Look, we’re in an era where 4G and LTE are just around the corner. Carriers are nearly giving away 3G devices. You can’t expect me to believe that it adds a $2-300 premium to a mediocre laptop simply by adding a 3G radio into it. Even with contract subsidies, these things are far beyond the pricing that they need to be.
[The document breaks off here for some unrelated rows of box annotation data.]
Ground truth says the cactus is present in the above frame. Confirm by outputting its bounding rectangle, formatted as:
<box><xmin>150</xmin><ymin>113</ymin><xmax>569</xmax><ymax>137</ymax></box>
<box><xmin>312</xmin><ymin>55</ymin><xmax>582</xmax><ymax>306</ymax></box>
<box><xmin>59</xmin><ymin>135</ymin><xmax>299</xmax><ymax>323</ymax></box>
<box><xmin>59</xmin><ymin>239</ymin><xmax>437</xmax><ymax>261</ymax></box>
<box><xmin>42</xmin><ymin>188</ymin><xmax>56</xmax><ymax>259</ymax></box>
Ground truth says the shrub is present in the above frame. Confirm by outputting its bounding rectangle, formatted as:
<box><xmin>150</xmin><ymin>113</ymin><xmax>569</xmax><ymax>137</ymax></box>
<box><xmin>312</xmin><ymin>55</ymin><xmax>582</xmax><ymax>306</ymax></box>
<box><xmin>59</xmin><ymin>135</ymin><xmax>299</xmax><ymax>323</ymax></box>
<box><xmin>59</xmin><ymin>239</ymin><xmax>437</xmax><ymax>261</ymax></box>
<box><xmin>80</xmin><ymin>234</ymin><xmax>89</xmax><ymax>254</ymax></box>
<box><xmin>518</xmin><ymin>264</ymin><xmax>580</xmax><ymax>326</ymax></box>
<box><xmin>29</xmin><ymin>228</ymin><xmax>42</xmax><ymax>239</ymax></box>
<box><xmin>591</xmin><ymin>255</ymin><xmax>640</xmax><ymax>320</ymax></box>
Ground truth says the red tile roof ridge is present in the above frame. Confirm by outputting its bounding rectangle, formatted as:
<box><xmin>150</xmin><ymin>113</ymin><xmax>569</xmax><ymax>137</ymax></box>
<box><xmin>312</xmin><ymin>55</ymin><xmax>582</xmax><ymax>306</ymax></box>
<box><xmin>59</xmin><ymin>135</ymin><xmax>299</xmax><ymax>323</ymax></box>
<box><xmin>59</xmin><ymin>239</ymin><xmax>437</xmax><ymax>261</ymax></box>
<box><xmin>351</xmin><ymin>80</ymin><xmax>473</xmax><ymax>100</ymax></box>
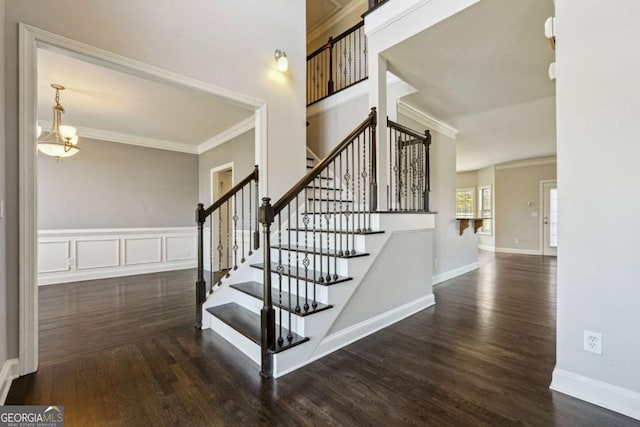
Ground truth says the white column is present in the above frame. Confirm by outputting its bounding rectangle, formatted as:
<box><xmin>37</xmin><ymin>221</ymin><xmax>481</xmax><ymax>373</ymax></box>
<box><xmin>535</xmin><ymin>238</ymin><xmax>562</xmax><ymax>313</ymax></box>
<box><xmin>368</xmin><ymin>48</ymin><xmax>388</xmax><ymax>210</ymax></box>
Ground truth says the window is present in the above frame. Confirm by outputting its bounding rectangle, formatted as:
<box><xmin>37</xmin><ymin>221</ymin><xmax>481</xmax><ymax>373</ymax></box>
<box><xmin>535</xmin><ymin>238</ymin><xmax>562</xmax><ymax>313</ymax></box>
<box><xmin>456</xmin><ymin>188</ymin><xmax>475</xmax><ymax>218</ymax></box>
<box><xmin>478</xmin><ymin>185</ymin><xmax>493</xmax><ymax>235</ymax></box>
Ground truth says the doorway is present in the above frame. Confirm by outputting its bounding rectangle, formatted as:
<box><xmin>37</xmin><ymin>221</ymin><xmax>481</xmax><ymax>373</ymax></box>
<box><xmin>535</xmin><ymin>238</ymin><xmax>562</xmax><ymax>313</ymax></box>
<box><xmin>540</xmin><ymin>181</ymin><xmax>558</xmax><ymax>256</ymax></box>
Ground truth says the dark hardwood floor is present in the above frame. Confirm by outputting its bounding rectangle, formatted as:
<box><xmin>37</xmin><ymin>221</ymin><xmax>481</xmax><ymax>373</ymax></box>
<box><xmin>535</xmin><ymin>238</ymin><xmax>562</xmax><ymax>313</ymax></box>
<box><xmin>7</xmin><ymin>253</ymin><xmax>640</xmax><ymax>426</ymax></box>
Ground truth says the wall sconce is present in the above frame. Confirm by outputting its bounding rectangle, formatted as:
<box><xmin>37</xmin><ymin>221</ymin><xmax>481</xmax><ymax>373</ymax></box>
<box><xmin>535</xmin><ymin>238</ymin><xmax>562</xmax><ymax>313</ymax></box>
<box><xmin>544</xmin><ymin>16</ymin><xmax>556</xmax><ymax>50</ymax></box>
<box><xmin>275</xmin><ymin>49</ymin><xmax>289</xmax><ymax>73</ymax></box>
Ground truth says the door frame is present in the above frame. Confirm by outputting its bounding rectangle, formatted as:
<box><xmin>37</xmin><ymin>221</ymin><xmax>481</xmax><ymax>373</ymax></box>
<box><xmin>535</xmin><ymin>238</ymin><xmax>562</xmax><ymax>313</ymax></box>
<box><xmin>18</xmin><ymin>23</ymin><xmax>269</xmax><ymax>375</ymax></box>
<box><xmin>209</xmin><ymin>162</ymin><xmax>236</xmax><ymax>204</ymax></box>
<box><xmin>538</xmin><ymin>179</ymin><xmax>558</xmax><ymax>256</ymax></box>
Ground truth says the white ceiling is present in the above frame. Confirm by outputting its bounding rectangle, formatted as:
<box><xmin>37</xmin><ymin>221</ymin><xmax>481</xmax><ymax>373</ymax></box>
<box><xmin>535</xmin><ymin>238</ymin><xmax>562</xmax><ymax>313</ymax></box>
<box><xmin>384</xmin><ymin>0</ymin><xmax>556</xmax><ymax>171</ymax></box>
<box><xmin>38</xmin><ymin>49</ymin><xmax>253</xmax><ymax>152</ymax></box>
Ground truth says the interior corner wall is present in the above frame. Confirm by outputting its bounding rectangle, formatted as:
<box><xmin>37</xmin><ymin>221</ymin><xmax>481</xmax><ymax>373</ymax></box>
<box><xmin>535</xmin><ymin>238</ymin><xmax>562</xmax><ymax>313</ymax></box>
<box><xmin>4</xmin><ymin>0</ymin><xmax>306</xmax><ymax>357</ymax></box>
<box><xmin>494</xmin><ymin>163</ymin><xmax>556</xmax><ymax>251</ymax></box>
<box><xmin>554</xmin><ymin>0</ymin><xmax>640</xmax><ymax>412</ymax></box>
<box><xmin>0</xmin><ymin>0</ymin><xmax>8</xmax><ymax>366</ymax></box>
<box><xmin>307</xmin><ymin>0</ymin><xmax>369</xmax><ymax>53</ymax></box>
<box><xmin>198</xmin><ymin>129</ymin><xmax>255</xmax><ymax>206</ymax></box>
<box><xmin>398</xmin><ymin>114</ymin><xmax>478</xmax><ymax>279</ymax></box>
<box><xmin>456</xmin><ymin>171</ymin><xmax>478</xmax><ymax>188</ymax></box>
<box><xmin>38</xmin><ymin>138</ymin><xmax>198</xmax><ymax>230</ymax></box>
<box><xmin>475</xmin><ymin>166</ymin><xmax>498</xmax><ymax>250</ymax></box>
My perfect device would have a wireless radio, of some flavor. It simply has to be there for those times when I’m not in WiFi range or I’m not comfortable being on a public network.
Keyboard
Let me state this, from the get-go: I’m a sucker for a great keyboard. The one that I use on my Mac is amazing, the one that I’m typing on now via this Dell Vostro V13 is also great. In order to be my device of choice, it had better have a physical keyboard.
None of this type-on-screen crap. No matter how you try to disguise it, you’re still hunting and pecking on a keyboard that’s less than full size and its carpal-tunnel-inducing ergonomics just won’t work for a long-form project. So include a keyboard. Or at least make it a good and easily-purchased accessory. The iPad does this, with its Bluetooth keyboard support, but the iPad has its own problems which rule it out from being my dream device.
Format Support
Apple, I get it. You hate Flash. But you also hate making it easy for me to save a photo on my iPad, crop it and then use it in a post within WordPress. Stop being a jerk. I need to get some work done and you could be my technological savior if I could only format a post properly (including images!) with an iPad 3G. Mobile Safari is a pretty good browser. Give me an easily-accessible storage solution within iOS and I’d be a happy camper.
Oh, and before you say it – yes I know that there’s a WordPress application for iOS. Sorry, but it sucks.
Wrap It Up
I’ll wrap up both the post and the specifications in this last section. I don’t think I’m asking too much:
- Eight-hour battery
- Built-in 3G/4G/LTE
- Usable Keyboard
- Format Support
That doesn’t really seem to be a whole lot, to me. Am I missing something? Have I laid out a challenge that’s simply too difficult for any manufacturer to pull off, presently? Let me know in the comments, and do it quickly before I buy a MacBook Air that I’ll still be griping about.